Leasing agreements. Because of the staggering cost of larger computer systems, most purchases are made through some sort of lease or lease-purchase agreement with a third-party leasing company. This is a plus for companies that can't afford the cash outlay but need a computer.

But what happens if the vendor breaches his contract? Or fails to perform under the warranty? You have paid the vendor with money borrowed from a leasing company, and the leasing company wants its payments on schedule. If this potential situation isn't clarified in your contract, your company is left with no bargaining power and a computer that doesn't work.

I'm currently involved in such a case. A company purchased an additional drive for its computer -- $20,000 worth of equipment -- from a systems house, and financed the transaction through a leasing company.
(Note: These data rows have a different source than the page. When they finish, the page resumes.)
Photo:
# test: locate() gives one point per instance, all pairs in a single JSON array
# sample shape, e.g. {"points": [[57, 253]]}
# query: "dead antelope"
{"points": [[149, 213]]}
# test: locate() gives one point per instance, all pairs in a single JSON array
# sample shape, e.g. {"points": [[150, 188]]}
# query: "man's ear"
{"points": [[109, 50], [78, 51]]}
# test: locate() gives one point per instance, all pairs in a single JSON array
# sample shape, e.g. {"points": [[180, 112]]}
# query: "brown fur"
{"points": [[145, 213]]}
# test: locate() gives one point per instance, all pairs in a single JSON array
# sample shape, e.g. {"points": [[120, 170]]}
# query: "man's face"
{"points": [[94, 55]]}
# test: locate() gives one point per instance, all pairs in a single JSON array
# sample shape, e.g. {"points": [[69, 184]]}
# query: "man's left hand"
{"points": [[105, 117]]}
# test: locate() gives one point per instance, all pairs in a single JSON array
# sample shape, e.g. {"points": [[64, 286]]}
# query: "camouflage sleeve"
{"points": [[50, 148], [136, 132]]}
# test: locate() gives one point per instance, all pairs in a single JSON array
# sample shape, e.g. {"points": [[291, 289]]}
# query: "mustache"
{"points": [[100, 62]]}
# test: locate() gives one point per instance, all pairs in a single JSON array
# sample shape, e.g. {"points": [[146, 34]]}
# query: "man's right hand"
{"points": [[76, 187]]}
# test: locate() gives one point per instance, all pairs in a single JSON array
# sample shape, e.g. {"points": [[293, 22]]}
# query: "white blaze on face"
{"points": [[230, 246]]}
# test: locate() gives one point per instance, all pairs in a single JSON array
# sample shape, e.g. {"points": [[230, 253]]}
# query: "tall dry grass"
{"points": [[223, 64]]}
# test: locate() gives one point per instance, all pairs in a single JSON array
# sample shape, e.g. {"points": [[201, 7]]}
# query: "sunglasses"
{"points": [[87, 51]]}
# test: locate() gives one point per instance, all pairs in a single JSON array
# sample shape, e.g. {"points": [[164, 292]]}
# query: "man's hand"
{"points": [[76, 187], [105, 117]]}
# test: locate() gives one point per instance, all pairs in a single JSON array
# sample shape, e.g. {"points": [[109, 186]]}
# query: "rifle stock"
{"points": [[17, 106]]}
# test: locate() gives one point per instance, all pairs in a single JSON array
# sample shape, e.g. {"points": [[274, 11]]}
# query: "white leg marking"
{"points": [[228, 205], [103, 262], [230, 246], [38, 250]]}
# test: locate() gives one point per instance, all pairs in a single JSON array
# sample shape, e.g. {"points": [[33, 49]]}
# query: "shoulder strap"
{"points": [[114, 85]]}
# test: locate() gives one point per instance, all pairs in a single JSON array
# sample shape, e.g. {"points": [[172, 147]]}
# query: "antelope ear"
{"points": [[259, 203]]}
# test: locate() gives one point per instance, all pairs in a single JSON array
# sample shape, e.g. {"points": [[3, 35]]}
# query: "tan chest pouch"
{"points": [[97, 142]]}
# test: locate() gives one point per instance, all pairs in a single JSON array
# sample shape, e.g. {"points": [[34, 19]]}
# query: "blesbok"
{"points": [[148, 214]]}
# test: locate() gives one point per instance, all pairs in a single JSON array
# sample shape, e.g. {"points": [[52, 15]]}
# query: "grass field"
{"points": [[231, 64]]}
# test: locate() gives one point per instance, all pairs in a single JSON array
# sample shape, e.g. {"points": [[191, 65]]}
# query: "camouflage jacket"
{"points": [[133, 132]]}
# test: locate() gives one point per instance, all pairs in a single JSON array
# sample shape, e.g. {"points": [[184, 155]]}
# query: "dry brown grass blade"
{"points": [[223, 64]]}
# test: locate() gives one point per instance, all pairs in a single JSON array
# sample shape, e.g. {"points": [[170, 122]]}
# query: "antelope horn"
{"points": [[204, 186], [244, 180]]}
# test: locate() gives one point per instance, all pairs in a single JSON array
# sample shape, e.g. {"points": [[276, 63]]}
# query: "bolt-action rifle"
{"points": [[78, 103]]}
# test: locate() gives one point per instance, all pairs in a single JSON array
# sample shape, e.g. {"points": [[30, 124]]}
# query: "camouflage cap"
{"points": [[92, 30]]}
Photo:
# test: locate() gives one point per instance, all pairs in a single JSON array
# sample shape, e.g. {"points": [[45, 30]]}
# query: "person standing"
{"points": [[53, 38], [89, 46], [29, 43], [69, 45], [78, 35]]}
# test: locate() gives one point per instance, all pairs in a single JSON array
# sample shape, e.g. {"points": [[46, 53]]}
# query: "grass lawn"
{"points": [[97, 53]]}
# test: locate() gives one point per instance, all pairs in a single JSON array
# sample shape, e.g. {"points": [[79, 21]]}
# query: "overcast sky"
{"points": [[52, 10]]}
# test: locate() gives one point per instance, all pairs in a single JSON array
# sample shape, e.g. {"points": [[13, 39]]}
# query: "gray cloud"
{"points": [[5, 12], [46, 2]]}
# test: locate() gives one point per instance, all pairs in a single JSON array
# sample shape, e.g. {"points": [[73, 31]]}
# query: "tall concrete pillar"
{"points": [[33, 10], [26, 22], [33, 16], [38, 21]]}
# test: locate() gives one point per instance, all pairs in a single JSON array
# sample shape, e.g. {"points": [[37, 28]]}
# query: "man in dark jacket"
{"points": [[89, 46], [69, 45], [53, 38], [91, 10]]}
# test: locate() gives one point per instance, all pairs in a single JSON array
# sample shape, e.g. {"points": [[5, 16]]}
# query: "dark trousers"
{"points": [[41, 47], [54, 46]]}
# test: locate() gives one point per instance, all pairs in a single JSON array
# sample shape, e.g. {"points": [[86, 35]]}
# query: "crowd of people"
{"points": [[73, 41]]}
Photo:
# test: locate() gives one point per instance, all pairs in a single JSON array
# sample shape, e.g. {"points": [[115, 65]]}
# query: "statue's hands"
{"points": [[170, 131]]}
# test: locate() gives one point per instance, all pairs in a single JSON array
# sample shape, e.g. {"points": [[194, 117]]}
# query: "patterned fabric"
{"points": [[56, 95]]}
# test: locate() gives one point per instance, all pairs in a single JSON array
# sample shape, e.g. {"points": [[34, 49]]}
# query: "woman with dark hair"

The drive never functioned properly, and the purchaser is refusing to pay on the lease until the unit is replaced or repaired. Enter the manufacturer of the drive. He claims that the drive works fine, and is threatening to sue the systems house for nonpayment. The leasing company is getting impatient with the nonpaying purchaser. While all this yelling is going on, the real loser is the company that bought the drive. It has an obligation to pay for something that doesn't work.

The company could have protected itself by covering such a situation in its lease agreement with the leasing company and in its contract with the systems house. The two agreements can work together to spell out what happens if the equipment fails to operate and the warranty isn't honored. Of course, the customer, the vendor, and the leasing company must agree to compatible provisions.

The key, then, is to negotiate hard for contract terms that benefit your company when you're planning that new computer or adding to an existing system. It not only puts pressure on the vendor, but it also makes things easier if you ever end up in court over a problem.